Why investing is important?
You want your money to grow and work for you. Whether it’s stocks, ETFs, or mutual funds, the aim is for your money to increase over time. Timing the markets is almost impossible, which is why time is your ally.
Embarking on your investment journey is crucial for securing significant returns for your future self. Even starting with a small amount, like $5 per week, can lead to substantial growth over time. When invested in the stock market, that $5 can multiply into thousands through the power of compounding.
Why time plays an important factor when it comes to investments?
People who are nearing retirement or are retired, will most likely rely on their investments to help supplement their retirement income and risk plays an important factor in protecting their nest egg no matter how big or small it is.
Your risk profile is influenced by your age. As you get older, it is advisable to allocate the majority of your investments to fixed-income assets such as bonds, money market funds, and GICs. Additionally, maintaining some exposure to blue-chip equities like utilities, banks, and REITs can enhance your portfolio’s returns.
A few years ago, during COVID, global markets fell sharply. The chart below shows the US and Canadian markets. On the left side, you can see a big drop marking the beginning of COVID in early 2020.

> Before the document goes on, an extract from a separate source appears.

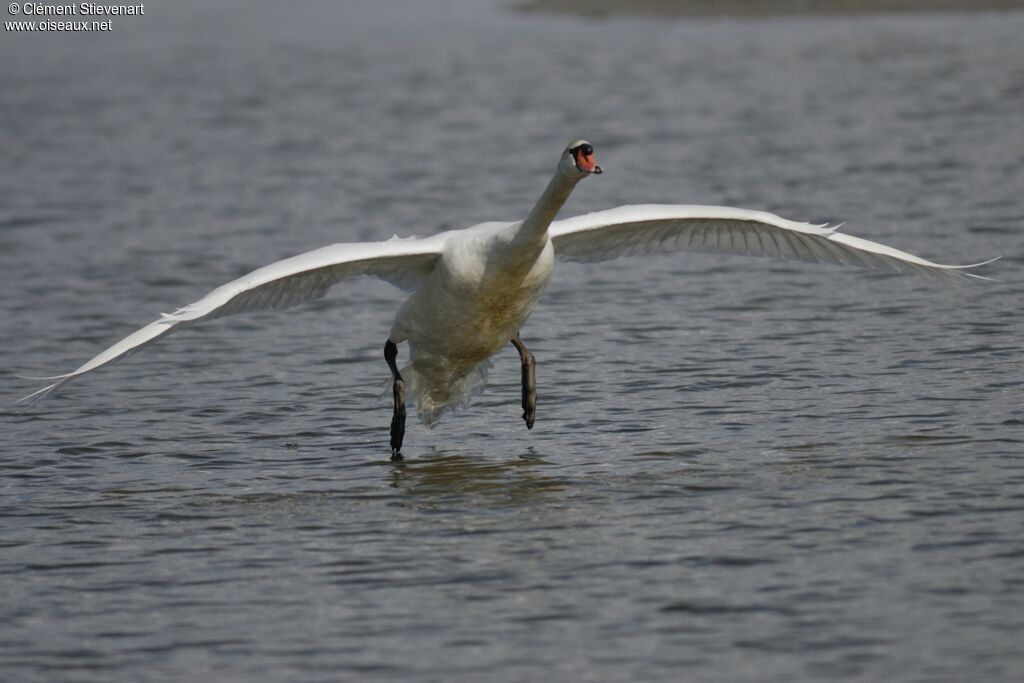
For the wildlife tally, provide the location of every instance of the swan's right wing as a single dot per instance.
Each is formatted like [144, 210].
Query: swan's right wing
[281, 285]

No one knew how long it would take for the markets to recover as we entered an age of a global pandemic. Investors lost money, some panic sold and others saw the opportunity to get into the market at a discount or wait it out in hopes that markets recover.
But if you held from 2020’s lows until today, you can see from the graph above, that the lowest return was 53% from Canada’s TSX market and the US’s DJIA returned 103% and the NASDAQ returned a whopping 142%! You would have nearly made 1.5x your money in 4 years time helped by tech stocks like META, GOOGLE, NVIDIA, Microsoft, etc…
How do you choose how to invest?
As previously mentioned, your age matters as it determines your risk profile. If you’re young, you have time on your hands so you portfolio would be majority equities (stocks, or the stock index itself) where if you’re nearing retirement or in retirement, you want your risk to be low as possible and some exposure to equities like bank stocks or utilities as banks are generally safe and pay out a nice dividend.